Though the new birth of literature was thus delayed, some of the greatest of the Italian painters were hard at work during the fifteenth century. Cimabue, indeed, who may be said to have been the first of the real Italian painters, since all before him had followed the stiff Byzantine style, dates back to the latter half of the thirteenth. Ghirlandajo, his pupil, Michael Angelo, Leonardo da Vinci, Titian, the great Venetian painter, and many more of great fame, were at work before the fifteenth century closed.

Even in a story sketched in its most bare outlines, as is this, and told with as few names and as few dates as possible, it seemed necessary to mention some of these glorious artists and to realise that the end was at hand of those Middle Ages which have also been called Dark Ages, because of the dark ignorance and barbarity in which humanity at that time was plunged. Some of the goldsmith's and silversmith's work of the day was very finely executed, and many of the finest painters and sculptors themselves did not scorn to work at the jeweller's craft. But the real glory which lightens the general darkness of the Middle Ages, is the splendour of the architecture—the cathedrals and churches, the public buildings and the palaces of the great nobles. The richness of the church architecture in our own country we have shortly noticed already, and all over the world beautiful and noble structures were raised in those troubled ages when most of the arts were little studied. Generally the building is in one or other of the successive varieties of the Gothic style. In Spain we see many traces of the Eastern taste of the Moslems for towers and domes and "minarets," as those slender towers with their balconies for prayer are called. Asiatic influence is found, though far less often, in some Italian buildings also.

The nations in 1500 A.D.

Now we may do well to take a look round the world, the scene of this greatest of all stories, and see to what condition we have traced its progress at this point of time—say A.D. 1500 or a year or two before or after that central date. We see, regarding it as a whole, that the nations have been engaged, after the break-up that followed the ruin of the Roman Empire, in framing their territories into something like the shape which we may find on the map now. And generally they have followed the same course, have gone through the same struggles and changes, in their way towards assuming that shape. For at first they split up into a number of small independent bodies, each under the rule of a lord. Nominally there was an overlord, but his sovereignty for a while was not very effective. It was but gradually that he made it real. Some of the nations differed from others in their local conditions. Thus Spain, rather cut off by the Pyrenees from the main story, had its own peculiar difficulties with the Moslems. The sovereignty of Italy, with its five principal States, was complicated by the claims of Pope and Emperor, of Guelph and Ghibelline and of the different city States asserting each its independence. But on the whole, what we are able to see is a tendency for the sovereign overlord gradually to make his power good over the lesser lords, and so to produce something like those national unities which we find now.

The position of Spain, to take that outlying part of the big story first, is that she has just succeeded in overthrowing the Moors in their last Spanish stronghold in Granada. She has almost completed national unity by the marriage of Isabella, the Queen of Castile, with Ferdinand, the King of Aragon.
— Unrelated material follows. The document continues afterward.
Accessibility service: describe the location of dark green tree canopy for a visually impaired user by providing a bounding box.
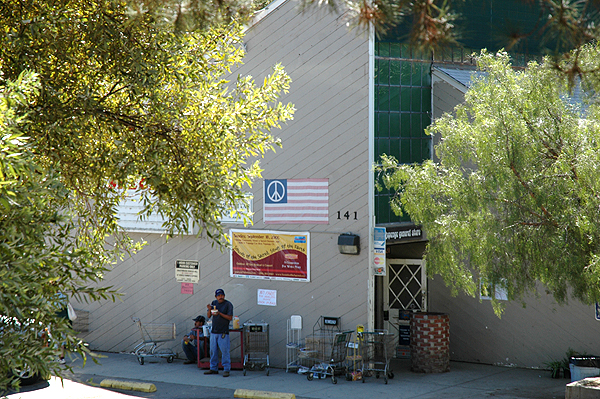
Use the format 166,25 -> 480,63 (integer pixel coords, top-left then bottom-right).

Then, with all her long sea-coast and the sea-going habits of its inhabitants, she will become for a while the greatest naval power in the world and play a leading part in the story. Portugal is independent of her and is opening up the trade with the East round the Cape of Good Hope.

Italy, as we have seen, is split into the five principal States, and has far to go yet before she can be one nation.
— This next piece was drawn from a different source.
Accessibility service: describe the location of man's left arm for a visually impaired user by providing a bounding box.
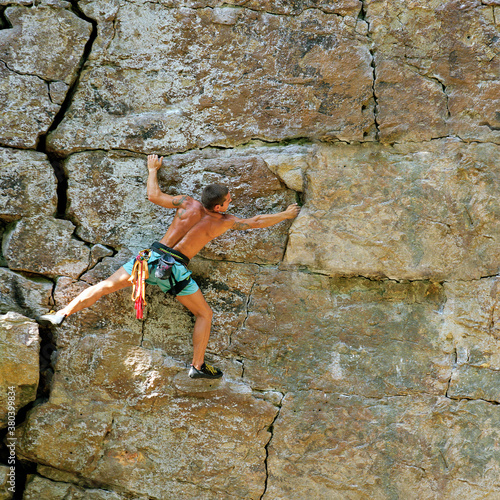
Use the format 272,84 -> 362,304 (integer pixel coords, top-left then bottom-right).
231,203 -> 300,231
France has unified herself, and so has England, but we have to notice this difference between the conditions of the one and of the other, that in France the king has made himself despotic over his nobles and all his people.

England, no longer hampered by the possession of any territory on the Continent except the single city of Calais, which will be lost to her in the course of the century to follow, is more fortunate than France in that her nobles have won from the king a more liberal constitution, based upon Magna Carta. She will attain a freedom equal to that of France by less terrible means, though not without wars of Royalists and Puritans and the beheading of a king.